Field Effect Properties of Phosphorus Doped CdS Single-Crystal Nanoribbon via Co-Thermal-Evaporation

High quality Phosphorus doped (P-doped) CdS nanoribbons (NRs) were synthesized with different doping levels by co-thermal-evaporation. The field-effect-transistors based on as-synthesized nanoribbons were fabricated successfully too. The as-synthesized Phosphorus doped CdS nanoribbons are wurtzite structure and grow along the [110] orientation. The XRD patterns of doped CdS nanoribbons show obviously shifting to left with the increasing of a and c lattice parameters when percent of dopant is up to 3.18%. The contact of Phosphorus-doped CdS nanoribbons with the electrodes was found to be ohmic contacts, which present the approximate linear relations between source-drain current versus voltage measured by two terminal measurements.
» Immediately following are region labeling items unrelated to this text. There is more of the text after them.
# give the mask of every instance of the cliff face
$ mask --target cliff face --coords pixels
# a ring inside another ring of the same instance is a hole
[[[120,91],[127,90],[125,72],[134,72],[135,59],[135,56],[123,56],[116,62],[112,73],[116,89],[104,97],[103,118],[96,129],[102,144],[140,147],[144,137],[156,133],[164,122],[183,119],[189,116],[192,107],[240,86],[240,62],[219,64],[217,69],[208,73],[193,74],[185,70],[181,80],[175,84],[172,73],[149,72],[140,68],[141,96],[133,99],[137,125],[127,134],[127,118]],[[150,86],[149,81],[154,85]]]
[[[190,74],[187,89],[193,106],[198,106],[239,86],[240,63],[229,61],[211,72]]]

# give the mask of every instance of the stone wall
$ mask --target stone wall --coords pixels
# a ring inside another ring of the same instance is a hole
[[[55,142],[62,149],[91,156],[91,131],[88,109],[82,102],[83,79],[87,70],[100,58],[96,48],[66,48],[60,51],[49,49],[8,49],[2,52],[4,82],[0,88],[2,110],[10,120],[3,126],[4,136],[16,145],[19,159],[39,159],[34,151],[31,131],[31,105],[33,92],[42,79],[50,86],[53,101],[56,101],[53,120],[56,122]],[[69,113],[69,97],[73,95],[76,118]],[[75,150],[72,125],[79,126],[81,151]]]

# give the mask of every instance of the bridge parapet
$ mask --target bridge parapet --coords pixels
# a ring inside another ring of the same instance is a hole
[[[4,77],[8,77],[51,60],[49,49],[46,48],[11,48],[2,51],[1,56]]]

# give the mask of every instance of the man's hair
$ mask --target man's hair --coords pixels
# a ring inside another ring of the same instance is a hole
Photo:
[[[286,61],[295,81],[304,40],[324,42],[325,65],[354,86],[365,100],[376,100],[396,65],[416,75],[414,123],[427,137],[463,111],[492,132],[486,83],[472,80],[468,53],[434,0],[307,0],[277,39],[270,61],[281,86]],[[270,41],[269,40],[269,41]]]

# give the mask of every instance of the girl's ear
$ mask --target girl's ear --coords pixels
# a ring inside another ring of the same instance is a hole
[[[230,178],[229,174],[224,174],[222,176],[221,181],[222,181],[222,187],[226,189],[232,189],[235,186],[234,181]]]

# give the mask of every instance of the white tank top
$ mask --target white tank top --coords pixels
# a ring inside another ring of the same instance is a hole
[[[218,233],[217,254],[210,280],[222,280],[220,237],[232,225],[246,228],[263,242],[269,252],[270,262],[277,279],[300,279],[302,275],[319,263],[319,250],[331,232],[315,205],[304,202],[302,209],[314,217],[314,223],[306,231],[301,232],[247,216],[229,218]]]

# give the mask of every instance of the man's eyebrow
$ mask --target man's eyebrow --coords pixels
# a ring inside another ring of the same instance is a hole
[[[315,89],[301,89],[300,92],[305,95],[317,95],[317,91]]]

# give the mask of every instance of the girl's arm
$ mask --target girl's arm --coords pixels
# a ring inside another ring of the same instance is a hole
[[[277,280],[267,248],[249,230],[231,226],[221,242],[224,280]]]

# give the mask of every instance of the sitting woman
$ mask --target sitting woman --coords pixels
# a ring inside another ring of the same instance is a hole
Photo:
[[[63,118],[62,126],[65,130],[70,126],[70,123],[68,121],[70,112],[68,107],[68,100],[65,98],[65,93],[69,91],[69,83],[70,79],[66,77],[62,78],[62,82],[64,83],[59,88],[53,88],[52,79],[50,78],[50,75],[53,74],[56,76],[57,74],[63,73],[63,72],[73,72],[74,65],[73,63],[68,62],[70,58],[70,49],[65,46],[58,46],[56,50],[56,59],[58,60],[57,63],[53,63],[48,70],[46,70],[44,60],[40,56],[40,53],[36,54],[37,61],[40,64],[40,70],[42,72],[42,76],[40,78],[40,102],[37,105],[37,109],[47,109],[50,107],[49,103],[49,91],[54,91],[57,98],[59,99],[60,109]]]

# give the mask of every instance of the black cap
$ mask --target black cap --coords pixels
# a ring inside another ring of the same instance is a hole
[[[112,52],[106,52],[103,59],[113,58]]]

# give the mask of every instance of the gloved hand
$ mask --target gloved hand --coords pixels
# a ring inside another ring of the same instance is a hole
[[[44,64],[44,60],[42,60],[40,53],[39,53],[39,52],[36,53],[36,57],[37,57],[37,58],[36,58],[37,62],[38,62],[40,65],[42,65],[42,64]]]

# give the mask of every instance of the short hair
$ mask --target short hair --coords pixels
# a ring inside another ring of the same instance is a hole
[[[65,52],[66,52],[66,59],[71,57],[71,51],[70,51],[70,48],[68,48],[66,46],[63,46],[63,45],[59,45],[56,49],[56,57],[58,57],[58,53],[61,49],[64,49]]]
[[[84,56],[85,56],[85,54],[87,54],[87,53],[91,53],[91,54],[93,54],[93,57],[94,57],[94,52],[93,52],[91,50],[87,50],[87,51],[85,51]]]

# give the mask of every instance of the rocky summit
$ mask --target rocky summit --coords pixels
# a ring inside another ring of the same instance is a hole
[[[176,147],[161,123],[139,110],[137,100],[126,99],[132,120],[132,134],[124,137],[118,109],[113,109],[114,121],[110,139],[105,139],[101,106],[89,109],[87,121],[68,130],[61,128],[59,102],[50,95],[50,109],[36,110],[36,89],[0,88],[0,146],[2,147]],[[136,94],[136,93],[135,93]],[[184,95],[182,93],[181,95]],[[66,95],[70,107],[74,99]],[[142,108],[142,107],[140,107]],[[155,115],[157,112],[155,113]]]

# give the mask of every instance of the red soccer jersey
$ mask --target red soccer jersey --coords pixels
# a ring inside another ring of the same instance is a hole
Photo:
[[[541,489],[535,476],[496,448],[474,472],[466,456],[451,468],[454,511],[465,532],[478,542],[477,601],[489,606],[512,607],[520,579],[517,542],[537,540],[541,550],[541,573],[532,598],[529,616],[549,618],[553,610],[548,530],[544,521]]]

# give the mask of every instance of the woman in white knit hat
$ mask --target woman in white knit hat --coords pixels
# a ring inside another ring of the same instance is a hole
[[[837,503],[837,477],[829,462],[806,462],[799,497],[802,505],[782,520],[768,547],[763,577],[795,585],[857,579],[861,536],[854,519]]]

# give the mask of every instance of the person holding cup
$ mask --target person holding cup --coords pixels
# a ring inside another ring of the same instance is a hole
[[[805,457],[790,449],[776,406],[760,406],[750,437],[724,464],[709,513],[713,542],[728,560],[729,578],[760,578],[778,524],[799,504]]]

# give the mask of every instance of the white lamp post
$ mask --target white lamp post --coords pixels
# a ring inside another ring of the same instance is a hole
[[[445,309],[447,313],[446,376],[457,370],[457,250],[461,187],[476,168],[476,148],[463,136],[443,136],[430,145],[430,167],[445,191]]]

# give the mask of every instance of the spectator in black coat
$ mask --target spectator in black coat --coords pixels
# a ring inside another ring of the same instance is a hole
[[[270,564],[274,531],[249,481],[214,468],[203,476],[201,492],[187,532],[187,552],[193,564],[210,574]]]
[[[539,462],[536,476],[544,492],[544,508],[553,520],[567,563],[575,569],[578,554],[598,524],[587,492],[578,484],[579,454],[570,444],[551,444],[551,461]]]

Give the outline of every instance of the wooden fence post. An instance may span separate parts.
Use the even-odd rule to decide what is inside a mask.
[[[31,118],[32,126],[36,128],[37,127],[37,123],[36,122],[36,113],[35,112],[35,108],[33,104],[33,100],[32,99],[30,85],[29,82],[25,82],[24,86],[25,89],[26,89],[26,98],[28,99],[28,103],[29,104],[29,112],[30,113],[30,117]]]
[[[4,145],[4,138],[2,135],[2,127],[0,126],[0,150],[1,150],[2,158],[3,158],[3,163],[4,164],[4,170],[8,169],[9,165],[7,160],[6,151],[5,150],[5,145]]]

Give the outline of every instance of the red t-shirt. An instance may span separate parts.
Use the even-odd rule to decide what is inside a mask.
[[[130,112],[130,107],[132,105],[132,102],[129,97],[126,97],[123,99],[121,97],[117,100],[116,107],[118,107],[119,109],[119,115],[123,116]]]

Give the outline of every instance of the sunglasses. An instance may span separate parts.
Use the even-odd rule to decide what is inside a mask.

It is noted that the characterization of V-g-dependent current versus bias voltage curves demonstrates the n-type semiconductors of as-prepared CdS nanoribbons due to self-compensation effects. The electron mobility of two levels P-doped CdS nanoribbons is calculated to be 175 cm(2)/Vs and 1.58 cm(2)/Vs, respectively. The conductance of the higher doping level is three magnitudes larger than that of the lower one nearly. Moreover, the increasing of electronic carriers concentration make the gap between the Fermi level and the conduction band minimum is lower comparing to the intrinsic CdS Nanoribbons.